Wirtschaftsdezernent Gerold Leppa.
Wirtschaftsdezernent Gerold Leppa. Foto: Marvin König



„Die Zahlen belegen einerseits ein stabiles Vertrauen vieler Besucherinnen und Besucher in Qualität und Sicherheit der Angebote in unserer Innenstadt. Sie zeigen aber gleichzeitig auch, wie verunsichert ein großer Teil der Bevölkerung angesichts der Lage ist“ resümiert Gerold Leppa, Geschäftsführer der Braunschweig Stadtmarketing GmbH. Nachdem die 2G+-Regel in Kraft getreten war, sei die Frequenz in der Gastronomie und auch auf dem Weihnachtsmarkt spürbar zurückgegangen. „Hier wirkte sich der zusätzliche Aufwand, aber vor allem der Mangel an Testkapazitäten sofort aus.
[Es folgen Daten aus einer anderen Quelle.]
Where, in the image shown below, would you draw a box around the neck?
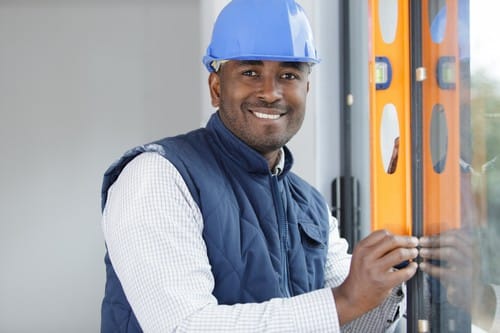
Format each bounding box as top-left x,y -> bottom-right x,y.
263,149 -> 281,170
An den Folgetagen konnten wir aber mit dem Ausbau der Testkapazitäten wieder eine Steigerung des Zuspruchs verzeichnen“, so Leppa weiter. Leppa dankt ausdrücklich den vielen Akteuren, die kurzfristig die Testkapazitäten aufgestockt haben. Das Stadtmarketing ermöglichte sehr kurzfristig zahlreiche neue Standorte in der Innenstadt.

Hoffnung durch Adventswochenende


Der Handel sieht die Frequenzen insgesamt mit Sorge. „Das ständige Hin und Her bei den Regeln, ständig neue Ankündigungen und Veränderungen von einem Tag auf den anderen haben unsere Kundinnen und Kunden total verunsichert. Neben dem Aktionismus macht uns vor allem die schlechte Kommunikation Sorgen. Zahlreiche Kunden sprachen uns an, ob den nun schon 2G plus im Handel gelte? Mit dieser Vorgehensweise entzieht man dem stationären Handel und der Gastronomie den Boden, mitten in der für uns wichtigsten Phase des Weihnachtsgeschäftes“, so Mirko Rüsing, stellvertretender Vorsitzender des Arbeitsausschuss Innenstadt Braunschweig e.V. Olaf Jaeschke, Vorsitzender ergänzt: „Der Zuspruch am Samstag macht mir trotz allem Hoffnung, gemeinsam mit dem Stadtmarketing werden wir die Kommunikation verstärken und hoffen auf eine gute Akzeptanz unserer Bändchen-Lösung für die 2G-Regelung im Handel. Ich begrüße ausdrücklich das angekündigte Überprüfen der 2G plus-Regel, sie macht insbesondere mit Blick auf ihre Gültigkeit auf dem Weihnachtsmarkt überhaupt keinen Sinn und vergrault unnötigerweise ausgerechnet die, die mit der Impfung zur Bekämpfung der Pandemie beitragen.“

2G+: "Schock für Frequenzen auf dem Markt


Dieser Forderung schließe sich auch der Schaustellerverband an. „Der Weihnachtsmarkt hat bis zur Einführung der 2G+ Regel ganz gut funktioniert, vor allem haben sich mit ganz wenigen Ausnahmen die Menschen sehr diszipliniert verhalten, die Regeln beachtet und waren trotz des durch die Verordnungen vorgeschriebenen bürokratischen Aufwands sehr entspannt. Am Mittwoch kamen dann 2G+, Regen und Sturm, das war ein Schock für die Frequenzen auf dem Markt. Die fehlenden Testkapazitäten taten ihr Übriges dazu. Über das Wochenende haben sich die Frequenzen aber wieder gesteigert, wir hoffen, dass 2G plus fällt, dann hätten wir eine gute Chance den Markt auch wirtschaftlich tragfähig weiterzuführen“ fasst Stefan Franz, Vorsitzender des Schaustellerverbandes die aktuelle Stimmungslage zusammen.